Als zweiten gravierenden Mangel kritisiert der Antrag die Einschränkung der Ermessensspielräume des nationalen Regulierers, die die TKG-Novelle in der vorliegenden Form EU-rechtswidrig mache. Die EU-Rechtswidrigkeit sei insbesondere durch die gesetzlichen Vorgaben des Vorzugs einzelner Regulierungsziele und des Kriterienkatalogs für die Definition „neuer Märkte“ begründet, weiterhin dadurch, dass Eingriffsmöglichkeiten erst bei langfristiger Wettbewerbsbehinderung gegeben seien.

Der Antrag bemängelt schließlich, dass im TKG-Änderungsgesetz keine Regelung für die effiziente Ausgestaltung einer sektorspezifischen Missbrauchskontrolle enthalten ist. Im Ergebnis bestehe durch das von der EU-Kommission angekündigte Vertragsverletzungsverfahren eine erhebliche Rechts- und Planungsunsicherheit für alle Marktteilnehmer.

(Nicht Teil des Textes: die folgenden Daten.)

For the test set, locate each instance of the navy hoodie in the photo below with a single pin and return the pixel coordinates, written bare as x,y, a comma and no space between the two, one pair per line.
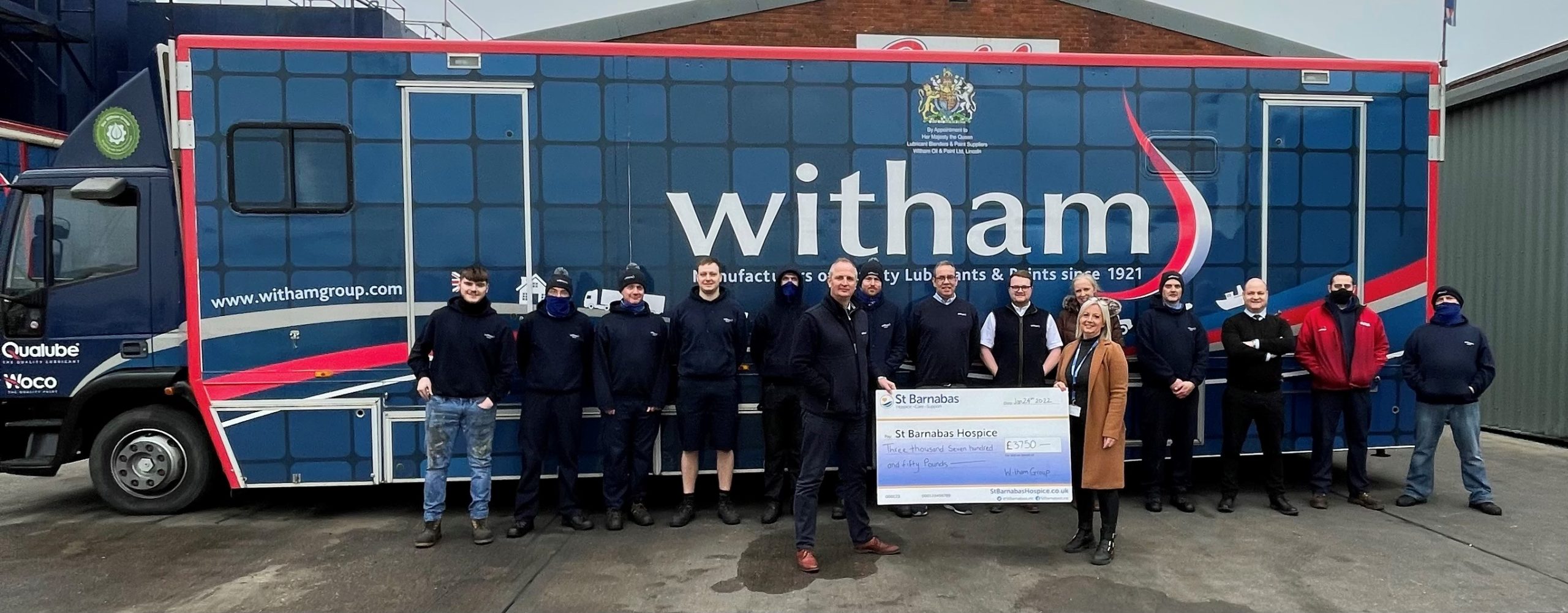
707,339
556,355
944,339
774,333
886,331
1172,345
1443,364
629,358
472,347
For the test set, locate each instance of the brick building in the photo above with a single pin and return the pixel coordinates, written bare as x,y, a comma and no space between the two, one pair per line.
1073,26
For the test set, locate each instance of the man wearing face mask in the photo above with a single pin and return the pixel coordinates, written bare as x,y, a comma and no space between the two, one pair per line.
1448,363
556,358
886,333
772,340
1255,342
1343,345
1174,356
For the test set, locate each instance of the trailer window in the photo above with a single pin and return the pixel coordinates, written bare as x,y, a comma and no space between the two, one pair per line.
289,168
1194,156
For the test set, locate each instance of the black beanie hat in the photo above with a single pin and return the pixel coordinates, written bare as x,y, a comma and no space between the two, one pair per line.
632,275
1446,290
872,269
559,278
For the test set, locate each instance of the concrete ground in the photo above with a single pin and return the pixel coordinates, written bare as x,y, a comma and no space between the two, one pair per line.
352,551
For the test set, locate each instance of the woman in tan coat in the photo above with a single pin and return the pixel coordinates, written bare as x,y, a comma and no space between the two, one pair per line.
1095,375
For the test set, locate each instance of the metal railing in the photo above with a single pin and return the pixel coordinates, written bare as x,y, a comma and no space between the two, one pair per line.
454,24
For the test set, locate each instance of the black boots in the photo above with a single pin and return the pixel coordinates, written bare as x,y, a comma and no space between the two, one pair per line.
1082,541
686,511
429,536
1107,547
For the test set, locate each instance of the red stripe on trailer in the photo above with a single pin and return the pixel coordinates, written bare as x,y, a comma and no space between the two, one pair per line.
758,52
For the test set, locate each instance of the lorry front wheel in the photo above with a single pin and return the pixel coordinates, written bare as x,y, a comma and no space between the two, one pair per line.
151,460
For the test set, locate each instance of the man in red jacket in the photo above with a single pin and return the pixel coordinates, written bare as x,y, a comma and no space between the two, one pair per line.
1343,345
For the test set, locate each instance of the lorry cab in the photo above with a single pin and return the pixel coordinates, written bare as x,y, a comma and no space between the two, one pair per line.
91,312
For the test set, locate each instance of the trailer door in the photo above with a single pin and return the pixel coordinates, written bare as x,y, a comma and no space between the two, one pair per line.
1313,187
466,194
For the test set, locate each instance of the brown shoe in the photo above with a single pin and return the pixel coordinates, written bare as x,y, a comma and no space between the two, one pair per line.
1366,500
877,546
805,560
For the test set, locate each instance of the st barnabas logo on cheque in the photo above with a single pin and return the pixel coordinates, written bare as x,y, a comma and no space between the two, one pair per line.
948,99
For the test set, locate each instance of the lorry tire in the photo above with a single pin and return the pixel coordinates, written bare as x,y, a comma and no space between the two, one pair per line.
153,460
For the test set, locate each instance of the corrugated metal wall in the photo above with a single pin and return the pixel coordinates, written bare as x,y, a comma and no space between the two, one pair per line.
1502,228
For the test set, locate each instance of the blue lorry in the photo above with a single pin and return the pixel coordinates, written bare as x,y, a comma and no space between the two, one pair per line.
220,276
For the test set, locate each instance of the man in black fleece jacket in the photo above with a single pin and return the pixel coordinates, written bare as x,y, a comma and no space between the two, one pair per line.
556,356
1255,344
944,339
631,386
1448,363
461,389
772,339
707,337
1174,358
832,363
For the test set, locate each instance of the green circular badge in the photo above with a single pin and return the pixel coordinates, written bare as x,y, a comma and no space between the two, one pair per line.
116,134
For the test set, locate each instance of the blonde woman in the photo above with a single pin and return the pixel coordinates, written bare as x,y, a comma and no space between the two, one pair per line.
1085,287
1095,375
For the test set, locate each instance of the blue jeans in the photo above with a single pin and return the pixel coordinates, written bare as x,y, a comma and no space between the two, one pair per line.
444,419
1465,421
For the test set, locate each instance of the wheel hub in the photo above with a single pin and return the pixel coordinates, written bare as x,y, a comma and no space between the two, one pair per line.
148,463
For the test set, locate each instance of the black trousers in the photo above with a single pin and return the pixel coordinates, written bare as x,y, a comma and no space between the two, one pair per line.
1241,412
780,438
1175,419
628,440
556,419
1109,499
818,440
1357,408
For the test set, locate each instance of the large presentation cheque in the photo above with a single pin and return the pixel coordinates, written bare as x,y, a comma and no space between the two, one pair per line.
973,446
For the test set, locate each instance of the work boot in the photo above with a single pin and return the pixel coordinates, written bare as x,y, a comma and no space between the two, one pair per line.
429,536
1082,541
578,521
1366,500
771,511
640,514
1107,547
686,511
1283,505
519,529
482,533
726,510
805,560
1487,507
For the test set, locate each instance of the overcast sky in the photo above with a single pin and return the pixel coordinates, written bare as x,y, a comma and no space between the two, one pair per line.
1488,32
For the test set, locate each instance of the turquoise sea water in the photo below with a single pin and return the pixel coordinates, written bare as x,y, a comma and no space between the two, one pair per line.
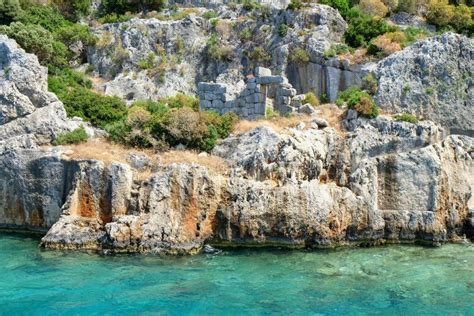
391,280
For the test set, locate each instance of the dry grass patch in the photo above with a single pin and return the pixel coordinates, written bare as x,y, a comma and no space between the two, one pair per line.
333,115
99,149
278,124
213,163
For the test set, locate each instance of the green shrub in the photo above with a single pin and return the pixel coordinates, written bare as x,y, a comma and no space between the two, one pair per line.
77,136
37,40
250,5
157,109
10,10
118,132
147,63
283,30
323,98
115,18
217,51
370,84
120,7
462,19
299,56
270,113
406,117
375,8
337,49
47,16
211,14
224,124
440,12
408,6
342,6
363,28
259,55
98,109
412,34
295,5
358,100
43,31
180,100
61,81
183,126
73,9
311,98
246,34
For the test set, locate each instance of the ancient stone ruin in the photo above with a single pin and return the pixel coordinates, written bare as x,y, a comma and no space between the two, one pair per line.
260,94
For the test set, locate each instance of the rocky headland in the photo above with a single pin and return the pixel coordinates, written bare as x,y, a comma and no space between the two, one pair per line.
333,178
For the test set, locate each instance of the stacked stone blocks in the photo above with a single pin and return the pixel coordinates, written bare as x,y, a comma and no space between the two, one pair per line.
251,101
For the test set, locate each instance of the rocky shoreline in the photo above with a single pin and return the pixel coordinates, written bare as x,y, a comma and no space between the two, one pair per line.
317,184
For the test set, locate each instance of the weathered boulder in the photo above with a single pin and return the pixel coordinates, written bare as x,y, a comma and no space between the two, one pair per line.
33,182
151,58
433,79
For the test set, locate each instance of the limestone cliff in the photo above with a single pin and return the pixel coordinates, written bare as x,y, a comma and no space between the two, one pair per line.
377,181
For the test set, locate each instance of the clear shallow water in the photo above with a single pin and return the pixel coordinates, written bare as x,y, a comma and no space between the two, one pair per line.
391,280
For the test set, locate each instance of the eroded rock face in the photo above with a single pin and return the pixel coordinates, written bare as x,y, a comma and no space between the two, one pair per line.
151,58
33,182
384,182
381,181
433,79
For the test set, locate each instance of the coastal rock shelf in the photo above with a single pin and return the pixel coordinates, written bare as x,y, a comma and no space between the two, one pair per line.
315,185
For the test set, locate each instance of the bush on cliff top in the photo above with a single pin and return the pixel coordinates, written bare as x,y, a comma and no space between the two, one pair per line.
9,11
169,122
122,6
98,109
358,100
77,136
406,117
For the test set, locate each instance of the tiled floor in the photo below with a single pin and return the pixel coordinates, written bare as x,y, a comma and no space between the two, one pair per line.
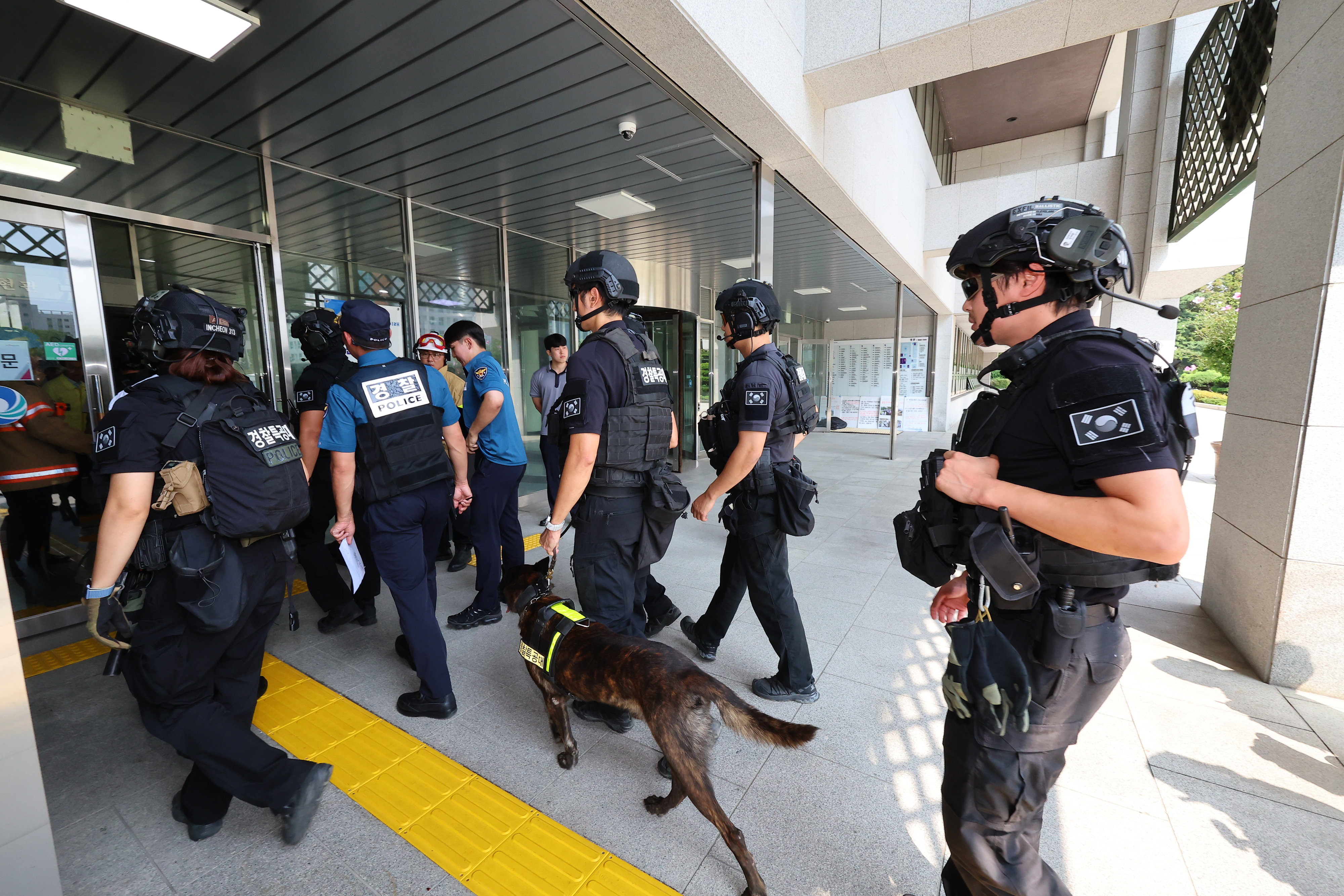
1197,778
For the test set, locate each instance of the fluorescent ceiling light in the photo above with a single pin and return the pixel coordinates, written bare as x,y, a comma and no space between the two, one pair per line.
204,27
612,206
21,163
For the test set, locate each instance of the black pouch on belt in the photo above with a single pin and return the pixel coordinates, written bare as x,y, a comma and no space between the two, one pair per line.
1058,633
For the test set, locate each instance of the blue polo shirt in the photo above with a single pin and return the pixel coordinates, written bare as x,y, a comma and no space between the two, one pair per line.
345,412
501,441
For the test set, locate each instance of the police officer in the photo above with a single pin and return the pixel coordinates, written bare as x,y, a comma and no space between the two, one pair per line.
386,426
756,555
495,440
319,335
197,687
1084,451
615,413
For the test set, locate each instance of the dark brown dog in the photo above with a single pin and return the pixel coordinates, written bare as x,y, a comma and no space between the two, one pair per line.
658,684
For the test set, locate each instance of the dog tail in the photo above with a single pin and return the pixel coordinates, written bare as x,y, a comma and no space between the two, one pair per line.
752,723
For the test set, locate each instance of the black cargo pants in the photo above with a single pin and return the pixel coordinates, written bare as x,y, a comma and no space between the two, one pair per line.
756,562
995,789
198,691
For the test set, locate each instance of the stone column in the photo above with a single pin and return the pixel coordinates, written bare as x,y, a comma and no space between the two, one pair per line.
1276,566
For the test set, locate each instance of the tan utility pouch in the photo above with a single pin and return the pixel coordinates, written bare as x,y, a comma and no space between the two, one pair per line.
183,488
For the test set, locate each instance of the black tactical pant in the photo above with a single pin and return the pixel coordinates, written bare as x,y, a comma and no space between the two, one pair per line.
756,562
607,538
995,789
325,582
198,691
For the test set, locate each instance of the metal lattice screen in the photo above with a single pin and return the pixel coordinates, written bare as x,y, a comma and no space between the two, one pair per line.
1222,112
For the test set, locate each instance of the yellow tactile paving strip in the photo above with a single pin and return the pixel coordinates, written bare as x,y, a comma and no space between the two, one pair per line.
529,543
482,835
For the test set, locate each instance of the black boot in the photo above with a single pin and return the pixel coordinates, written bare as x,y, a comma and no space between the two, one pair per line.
196,832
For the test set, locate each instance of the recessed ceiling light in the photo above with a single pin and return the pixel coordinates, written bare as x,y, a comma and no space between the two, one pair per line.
614,206
21,163
202,27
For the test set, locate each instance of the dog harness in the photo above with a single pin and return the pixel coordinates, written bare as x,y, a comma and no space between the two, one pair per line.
549,631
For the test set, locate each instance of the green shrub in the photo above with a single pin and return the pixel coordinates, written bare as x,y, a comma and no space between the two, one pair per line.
1210,398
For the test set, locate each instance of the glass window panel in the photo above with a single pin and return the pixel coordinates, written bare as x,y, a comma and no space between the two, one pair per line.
171,175
540,305
339,242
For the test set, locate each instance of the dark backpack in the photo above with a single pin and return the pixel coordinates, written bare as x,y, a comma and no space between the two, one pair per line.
251,461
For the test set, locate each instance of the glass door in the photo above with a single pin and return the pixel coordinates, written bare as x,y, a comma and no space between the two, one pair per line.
54,360
815,356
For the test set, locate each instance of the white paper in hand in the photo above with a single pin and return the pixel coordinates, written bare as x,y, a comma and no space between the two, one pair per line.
354,563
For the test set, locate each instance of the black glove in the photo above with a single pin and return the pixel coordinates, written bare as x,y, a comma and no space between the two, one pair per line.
986,678
107,618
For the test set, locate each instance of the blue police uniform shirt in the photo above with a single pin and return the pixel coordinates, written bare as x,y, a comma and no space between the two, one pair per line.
501,441
345,412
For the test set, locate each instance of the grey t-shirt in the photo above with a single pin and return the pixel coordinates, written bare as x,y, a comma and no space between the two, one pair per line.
548,386
757,391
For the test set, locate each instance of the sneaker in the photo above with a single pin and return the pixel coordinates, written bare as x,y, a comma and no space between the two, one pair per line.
462,558
472,617
417,705
338,617
689,631
614,718
299,815
404,651
659,624
775,690
196,832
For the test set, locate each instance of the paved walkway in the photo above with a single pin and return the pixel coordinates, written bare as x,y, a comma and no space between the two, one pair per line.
1197,778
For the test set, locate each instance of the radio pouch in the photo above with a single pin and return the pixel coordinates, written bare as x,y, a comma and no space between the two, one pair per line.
1013,581
183,488
1060,632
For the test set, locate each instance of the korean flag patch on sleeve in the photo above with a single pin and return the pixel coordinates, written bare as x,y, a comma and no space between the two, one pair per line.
756,405
1107,422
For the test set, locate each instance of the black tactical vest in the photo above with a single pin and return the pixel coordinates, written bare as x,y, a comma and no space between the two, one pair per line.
635,438
401,448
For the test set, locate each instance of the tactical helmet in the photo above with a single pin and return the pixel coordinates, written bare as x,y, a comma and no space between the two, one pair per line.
610,272
182,317
747,305
1089,252
318,332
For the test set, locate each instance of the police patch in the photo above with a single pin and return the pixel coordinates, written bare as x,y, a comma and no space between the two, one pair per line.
1107,422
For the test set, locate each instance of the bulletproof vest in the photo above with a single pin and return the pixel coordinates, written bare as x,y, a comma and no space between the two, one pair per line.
951,524
720,426
635,438
401,448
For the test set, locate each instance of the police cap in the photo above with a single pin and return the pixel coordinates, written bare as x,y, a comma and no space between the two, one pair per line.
368,322
608,269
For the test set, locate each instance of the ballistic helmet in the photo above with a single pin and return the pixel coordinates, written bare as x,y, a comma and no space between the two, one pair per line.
183,317
748,305
318,332
611,273
1085,250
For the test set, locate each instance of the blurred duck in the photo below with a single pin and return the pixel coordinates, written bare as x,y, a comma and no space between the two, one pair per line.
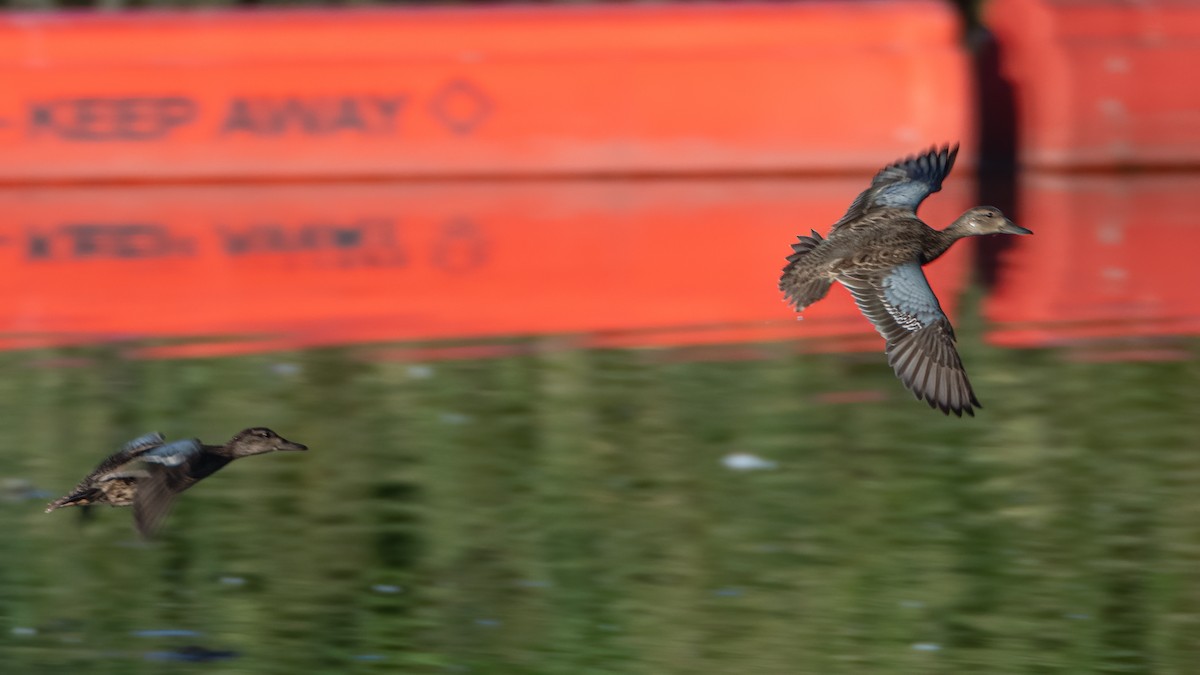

„Der Bundesrat hat in seiner Sitzung am 15. Dezember die letzte Chance, die berechtigten Einwände gegen die TKG-Novelle in ihrer jetzigen Form zu berücksichtigen“, führt der VATM-Geschäftsführer aus. „Dem Antrag Niedersachsens und Hamburgs sollte gefolgt werden, damit die zu Recht kritisierten Mängel des Gesetzes in letzter Minute doch noch beseitigt werden können. Damit würde die nötige Investitionssicherheit für alle Anbieter hergestellt und EU-Rechtskonformität gewährleistet“, so Grützner abschließend.